# Feeler: Taxidermy and Horns



## KineKilla (Jan 28, 2011)

With the recent passing of my father, I have been preparing for the task of moving, using or liquidating some of the stuff left at the house. To that effect, 

I am trying to gather info or interest in some of the animal mounts up there. I don't need offers, or commitments but if you think you may be interested, then maybe just a response in this thread so I know who to contact when/if it goes up for sale?

Mounts I know of...(Most if not all are shoulder mounts)

5x6 Point Bull Elk
5x6 Point Bull Elk (taken on Monte Cristo, the 2nd one pictured below)
Desert Big Horn
Caribou
8 point Whitetail deer (you know those ******* scoring systems...4x4)
7x6 (I think) Mule Deer (I will likely keep this beauty, but maybe not)

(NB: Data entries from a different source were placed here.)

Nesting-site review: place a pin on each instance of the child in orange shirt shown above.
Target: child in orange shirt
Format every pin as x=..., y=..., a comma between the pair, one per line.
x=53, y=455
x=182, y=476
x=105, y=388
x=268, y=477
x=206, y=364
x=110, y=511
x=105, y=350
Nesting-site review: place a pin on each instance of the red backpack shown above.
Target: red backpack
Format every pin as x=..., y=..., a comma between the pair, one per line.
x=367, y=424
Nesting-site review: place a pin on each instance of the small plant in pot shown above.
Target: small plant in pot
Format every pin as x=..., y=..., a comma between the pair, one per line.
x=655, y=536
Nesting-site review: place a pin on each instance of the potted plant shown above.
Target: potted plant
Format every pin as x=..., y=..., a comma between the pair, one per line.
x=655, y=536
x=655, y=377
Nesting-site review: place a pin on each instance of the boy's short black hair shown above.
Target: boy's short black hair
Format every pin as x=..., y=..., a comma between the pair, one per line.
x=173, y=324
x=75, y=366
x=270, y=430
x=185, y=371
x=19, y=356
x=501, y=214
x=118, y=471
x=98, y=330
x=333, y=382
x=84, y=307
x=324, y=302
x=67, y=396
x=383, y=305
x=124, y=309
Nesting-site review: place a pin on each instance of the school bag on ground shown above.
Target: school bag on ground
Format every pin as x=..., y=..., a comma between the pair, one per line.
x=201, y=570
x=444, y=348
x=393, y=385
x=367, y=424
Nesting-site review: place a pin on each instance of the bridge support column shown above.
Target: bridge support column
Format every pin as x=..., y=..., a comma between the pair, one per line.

I also have an entire wall of mule deer antlers that we have harvested over the years. We call it the wall of shame but there are actually some very nice racks up there. I will get pics this weekend and send them to whoever wants.


----------



## EmmTee (Jan 15, 2014)

Sorry for your loss Kine....

I would be interested in some of the antlers... I am looking to make some knives (1 for me, 1 for my dad, and 1 for my son) and I got out of the antler hunts a long time ago.


----------



## KineKilla (Jan 28, 2011)

Pics...be kind as they are cellphone pics and all animals are still in their Christmas Garb. ;-)


----------



## Critter (Mar 20, 2010)

On the mounts check with a home design shop. Mounts are always a good sell for the upper end buyers in such areas such as Park City and Deer Valley.


----------



## bowhunt3r4l1f3 (Jan 12, 2011)

Hit me up when you start thinking about moving some of these guys. I know my wife was wanting another set or two for some rooms (yea my wife is that awesome).


----------



## COOPERD (Sep 16, 2007)

That mule deer mount is beautiful.


----------